Le ministre des Affaires étrangères justifie cette décision par la dégradation rapide de la situation en Cisjordanie. Il dénonce « l’expansion effrénée » des colonies, les violences commises par des colons extrémistes contre des Palestiniens et une situation qui, selon lui, menace directement la solution à deux États. La déclaration commune des douze pays évoque également le projet de colonie E1 et demande au gouvernement israélien de mettre fin à l’expansion des implantations.
Une mesure ciblée sur les colonies, pas sur Israël
Jean-Noël Barrot insiste toutefois sur le fait que la France reste attachée à la sécurité d’Israël. Dans son message, il rappelle la condamnation de l’attaque terroriste du 7 octobre 2023 et estime qu’aucune paix durable n’est possible sans garanties de sécurité pour Israël. La mesure française vise donc les biens issus des colonies israéliennes considérées comme illégales au regard du droit international, et non l’ensemble du commerce avec Israël.
La portée concrète des restrictions françaises doit encore être précisée. La déclaration commune indique que certains États imposeront des restrictions nationales, tandis que d’autres soutiendront des mesures à l’échelle européenne ou devront encore les adopter selon leurs propres procédures. Le Royaume-Uni a déjà annoncé une interdiction d’importation des produits issus des colonies et des sanctions contre certaines entreprises ou personnes participant à leur expansion.
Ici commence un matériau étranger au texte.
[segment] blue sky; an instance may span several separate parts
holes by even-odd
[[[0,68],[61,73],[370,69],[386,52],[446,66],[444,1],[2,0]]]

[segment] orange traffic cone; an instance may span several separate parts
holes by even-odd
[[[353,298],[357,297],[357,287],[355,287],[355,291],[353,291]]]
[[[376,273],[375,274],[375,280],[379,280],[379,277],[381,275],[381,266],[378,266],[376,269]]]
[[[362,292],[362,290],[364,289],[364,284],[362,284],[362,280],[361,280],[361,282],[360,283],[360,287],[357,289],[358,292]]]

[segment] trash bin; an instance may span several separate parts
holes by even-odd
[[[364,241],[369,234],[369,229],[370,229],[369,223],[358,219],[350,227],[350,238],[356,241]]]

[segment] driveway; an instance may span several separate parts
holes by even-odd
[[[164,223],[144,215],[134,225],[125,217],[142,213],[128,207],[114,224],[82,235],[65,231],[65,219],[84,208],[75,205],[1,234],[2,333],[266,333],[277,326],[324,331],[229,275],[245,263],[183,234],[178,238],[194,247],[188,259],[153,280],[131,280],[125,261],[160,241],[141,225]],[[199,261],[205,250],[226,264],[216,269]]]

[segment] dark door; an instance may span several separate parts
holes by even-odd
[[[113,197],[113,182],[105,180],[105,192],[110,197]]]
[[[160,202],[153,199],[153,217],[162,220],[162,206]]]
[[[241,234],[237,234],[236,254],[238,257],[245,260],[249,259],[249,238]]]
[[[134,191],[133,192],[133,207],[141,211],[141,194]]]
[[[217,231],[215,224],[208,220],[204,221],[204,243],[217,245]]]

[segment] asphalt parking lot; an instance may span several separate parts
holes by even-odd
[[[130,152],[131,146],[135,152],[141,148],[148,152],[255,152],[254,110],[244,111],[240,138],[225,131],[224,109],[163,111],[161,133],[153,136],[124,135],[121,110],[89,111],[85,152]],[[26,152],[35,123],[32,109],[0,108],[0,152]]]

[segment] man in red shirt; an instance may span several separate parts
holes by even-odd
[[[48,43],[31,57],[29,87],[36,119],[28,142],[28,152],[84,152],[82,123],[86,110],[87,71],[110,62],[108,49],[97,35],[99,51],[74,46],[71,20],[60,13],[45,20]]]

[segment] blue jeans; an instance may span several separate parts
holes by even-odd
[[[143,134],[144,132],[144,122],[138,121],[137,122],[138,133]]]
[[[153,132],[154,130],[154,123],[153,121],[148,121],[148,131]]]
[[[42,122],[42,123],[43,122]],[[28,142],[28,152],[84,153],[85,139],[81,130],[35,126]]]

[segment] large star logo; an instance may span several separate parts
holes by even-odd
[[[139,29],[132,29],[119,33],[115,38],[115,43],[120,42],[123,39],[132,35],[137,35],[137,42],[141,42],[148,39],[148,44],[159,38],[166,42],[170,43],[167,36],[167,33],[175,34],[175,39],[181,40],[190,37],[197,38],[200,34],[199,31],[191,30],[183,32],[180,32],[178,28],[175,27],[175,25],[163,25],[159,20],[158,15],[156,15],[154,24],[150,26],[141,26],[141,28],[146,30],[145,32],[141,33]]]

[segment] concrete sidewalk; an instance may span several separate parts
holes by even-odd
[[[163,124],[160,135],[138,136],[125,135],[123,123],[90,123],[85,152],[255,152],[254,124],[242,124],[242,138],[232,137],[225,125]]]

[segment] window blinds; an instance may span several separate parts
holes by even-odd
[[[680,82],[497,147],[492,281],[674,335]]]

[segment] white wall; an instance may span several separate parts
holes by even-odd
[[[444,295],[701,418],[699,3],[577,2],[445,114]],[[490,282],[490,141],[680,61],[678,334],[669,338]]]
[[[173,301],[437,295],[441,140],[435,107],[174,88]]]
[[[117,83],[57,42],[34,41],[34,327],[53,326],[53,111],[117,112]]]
Cette nouvelle initiative marque un durcissement supplémentaire de la position française sur la colonisation en Cisjordanie. En juin, Paris avait déjà pris avec plusieurs partenaires des sanctions visant des individus et entités impliqués dans les violences et l’expansion des colonies. La France souhaite désormais que l’Union européenne adopte à son tour des restrictions commerciales comparables.